The latter part of the lad's reply seemed at once to awaken Leonora to the necessity of caution. Her younger companion, indeed, who seemed ignorant of her cousin's early history, pressed him with girlish eagerness to tell all then and there; but the other, who even then knew more of Italian life--not without an effort, yet with much delicacy of judgment and feeling--directed their conversation into other channels, and soon brought back the gaiety and the sparkle which at that time was cultivated almost as an art by the higher classes of Italy. Speedily thought, and sentiment, and mood followed the course of even such light things as words: serious topics and dark remembrances, and even present dangers and discomforts, were forgotten;--and, as if in order to give relief to the lights in the future of life some dark shades were needed--the young three there gathered appeared to find in the faint allusion made to more painful things an accession of gaiety and enjoyment. The strangeness of first acquaintance was cast away between the two who had never met before. Bianca Maria, or Blanche Marie, as the French would have termed her, forgot how long a time had passed since she had seen her cousin, and all for the time was once more joy and light-hearted merriment. The same spirit seemed to pervade the whole party there assembled. It is hard to say seemed, for any eye that gazed upon that scene would have boldly concluded that all was peace and joy.
Oh, false word! Oh, false seeming! There was doubt, and fear, and malevolence, and treachery there in many a heart; and of all the groups into which those two gay courts had separated themselves, perhaps reality, and enjoyment, and careless mirth were more truly to be found among those three young people, who, forgetful of courtly ceremony, had taken their seats beneath the trees on the west of the knoll, with their backs turned toward the royal and princely personages present. They, at least, knew how to enjoy the hour; and there let us leave them, with the benediction and applause of Lorenzo the Magnificent upon them:
"Quant' e bella giovinezza
Che si fugge tuttavia
Chi vuol esser lietto, sia
Di doman non c'e certezza."
CHAPTER III.
If the world be a stage, as the greatest of earth's poets has said, and all the men and women in it merely players, human life divides itself not only into acts, but scenes. The drop curtain falls for a longer or a shorter period; and, without whistle or call, the place is shifted, and the interval is filled up with nought which affects the actors before the public, or the general course of their own parts, or the end of the great drama played.

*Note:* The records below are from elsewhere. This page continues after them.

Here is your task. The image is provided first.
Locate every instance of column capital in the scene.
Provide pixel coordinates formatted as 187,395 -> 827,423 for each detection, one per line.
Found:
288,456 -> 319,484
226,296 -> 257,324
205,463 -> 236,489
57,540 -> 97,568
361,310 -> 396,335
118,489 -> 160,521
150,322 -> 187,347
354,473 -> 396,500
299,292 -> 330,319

Let us pass over the mere shiftings of the scene; the pompous reception of Charles VIII. in Milan; the time he wasted there in youthful merriment and courtly gallantry; the intrigues ending in nothing which went on during his stay in the Lombard capital; all the French gaietè de coeur with which the dashing and daring warriors of the most charming land in the world cut a throat, or make love, or stake a fortune on a card--let us pass them all by, with the exception of one slight incident, which had some influence upon the fate of one of our principal characters.

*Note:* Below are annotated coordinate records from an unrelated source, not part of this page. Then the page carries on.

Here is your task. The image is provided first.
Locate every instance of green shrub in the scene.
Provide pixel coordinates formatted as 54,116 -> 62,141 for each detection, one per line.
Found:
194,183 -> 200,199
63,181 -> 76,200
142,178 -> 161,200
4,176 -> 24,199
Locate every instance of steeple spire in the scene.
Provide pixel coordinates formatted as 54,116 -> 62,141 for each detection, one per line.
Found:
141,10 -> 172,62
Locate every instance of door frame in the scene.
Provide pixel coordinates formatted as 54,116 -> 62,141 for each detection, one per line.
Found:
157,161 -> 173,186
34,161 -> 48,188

It is very customary--indeed, it is always customary with men of impulse, especially when the impulses are impetuous and ill-regulated--for persons possessing great power to be awed, as it were, for a short time by the terrible responsibilities of their position--to seek uninterrupted thought, with an endeavour in their own mind to find support under the weight from their own intellect, or, frustrated in their dependence upon so frail a reed, to apply to a higher guide, who can give not only direction but strength--not only counsel but capability. There is many an occasion in which the most self-relying and resolute feels the need of an intelligence higher than his own, and a force beyond the force of his own character.

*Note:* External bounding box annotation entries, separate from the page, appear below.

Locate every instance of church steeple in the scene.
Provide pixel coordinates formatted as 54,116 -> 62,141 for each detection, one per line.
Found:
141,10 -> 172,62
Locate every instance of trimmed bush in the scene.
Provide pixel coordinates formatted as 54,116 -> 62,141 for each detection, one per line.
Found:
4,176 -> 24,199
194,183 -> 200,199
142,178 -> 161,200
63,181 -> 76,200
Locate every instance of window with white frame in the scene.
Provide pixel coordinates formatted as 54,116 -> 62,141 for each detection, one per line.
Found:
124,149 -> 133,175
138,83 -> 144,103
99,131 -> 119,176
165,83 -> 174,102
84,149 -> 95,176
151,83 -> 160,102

In many respects the character of Charles VIII. was to be admired. His expedition to Italy was rash, ill-conceived, and ill-executed; but the conception was great, the objects when rightly viewed, noble, and the result, though not fortunate, such as showed in the young king the higher qualities of fortitude, resolution, and that courage which crushes obstacles by boldly confronting them. But many a time Charles doubted of his own course--only, indeed, in times of success and seeming prosperity--and asking himself whether that course was right, was prudent, was wise, sought guidance and instruction from on high.
On these occasions he avoided all companionship, and asked direction from the throne of wisdom in solitary prayer. It was thus he came forth in the early morning to the Church of St. Stephen, attended only by a single page, and habited plainly enough to attract no attention. He had entered the chapel of St. Ambrose, the patron saint of the city, and was in the very act of kneeling, when the voices of two other men, speaking somewhat loud in the general stillness, attracted his attention.
"Ah!" said the one, "it was there he slew him, and had there been men to second him, Lombardy would have now been free."